1980 öncesi meydanda yumruğuna güvenen sendikacılıktan, masada bileği bükülmeyen sendikaya geçiş gözlemlerimizi anlattık.
Şu çağrıyı da yaptık:
“Yerel gazeteler, başı sıkışan herkesin yardımına koşan ormandaki Tarzan gibi. Fakat ekonomik koşulların güçsüzleştirdiği Tarzan zor durumda.

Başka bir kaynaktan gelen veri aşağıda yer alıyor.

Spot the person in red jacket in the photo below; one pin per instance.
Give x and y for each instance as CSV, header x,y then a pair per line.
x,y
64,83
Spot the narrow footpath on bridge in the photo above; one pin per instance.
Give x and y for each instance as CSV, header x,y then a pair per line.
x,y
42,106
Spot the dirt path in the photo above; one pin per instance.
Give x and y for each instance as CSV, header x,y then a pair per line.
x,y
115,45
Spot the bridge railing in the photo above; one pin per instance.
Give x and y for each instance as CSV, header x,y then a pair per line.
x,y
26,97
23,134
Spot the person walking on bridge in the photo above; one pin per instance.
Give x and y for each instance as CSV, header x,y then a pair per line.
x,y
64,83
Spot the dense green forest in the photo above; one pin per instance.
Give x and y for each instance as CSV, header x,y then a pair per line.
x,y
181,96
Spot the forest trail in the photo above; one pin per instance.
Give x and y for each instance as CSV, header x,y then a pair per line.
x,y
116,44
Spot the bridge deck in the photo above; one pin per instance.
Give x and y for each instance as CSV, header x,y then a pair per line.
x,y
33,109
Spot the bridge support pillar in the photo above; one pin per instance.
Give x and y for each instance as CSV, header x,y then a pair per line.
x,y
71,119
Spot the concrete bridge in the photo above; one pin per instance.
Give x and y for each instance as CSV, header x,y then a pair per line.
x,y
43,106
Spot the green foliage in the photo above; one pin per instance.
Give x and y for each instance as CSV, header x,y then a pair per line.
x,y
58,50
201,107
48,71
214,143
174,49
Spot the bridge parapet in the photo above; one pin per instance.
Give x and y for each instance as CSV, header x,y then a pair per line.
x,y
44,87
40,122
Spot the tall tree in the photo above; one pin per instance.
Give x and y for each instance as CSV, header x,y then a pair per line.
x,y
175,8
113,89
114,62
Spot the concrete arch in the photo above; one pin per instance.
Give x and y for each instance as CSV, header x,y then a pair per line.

Destek olmazsa herkese yardıma koşan Tarzan kalmayacak.”
Büyükşehir’den en adaletli sözleşme
Örneğin…
Bursa Büyükşehir Belediyesi’nin kabul ettiği ve en düşük çalışan maaşının 5 bin 517 lira olduğu sözleşme tam örnek sözleşme olmuş.
Hele…
Promosyonların belediye başkanından daire başkanı ve müdüre, mühendisten kat görevlisine herkese eşit olması en adaletli sözleşme ortaya çıkarmış.
Çanakkale Geçilmez tarihinin yazıldığı yerde başka bir tarih yazılıyor
Çünkü…
Düşmanın silahıyla, topuyla, gemisiyle geçemeyip yenilgiye uğradığı Çanakkale Boğazı üzerinden Anadolu’yu Trakya ve Avrupa’ya bağlayacak muhteşem Çanakkale 1915 Köprüsü yapılıyor.
Otoyol bağlantılarından biri İstanbul-Bursa-İzmir Otoyolu’na Karacabey’den bağlanacak muhteşem köprü inşaatında son tabliye de kondu.
İşte…
Kısa adı İMSİAD olan İnşaat Müteahhitleri ve Sanayicileri İşadamları Derneği Başkanı Mustafa Andıç, yönetim kurulu ve bazı üyeleri dün Bursa’dan gidip köprü inşaatını incelediler ve bir anlamda tarihe tanıklık ettiler.
Önce ziyaret, sonra pazar alışverişi
Bağlarbaşı AK Parti Mahalle Başkanı Sezai Kahraman’ın işyerine çat-kapı çay ziyareti yapan Gürkan, sohbetin ardından evinin pazar alışverişini de Bağlarbaşı Pazarı’ndan yaptı.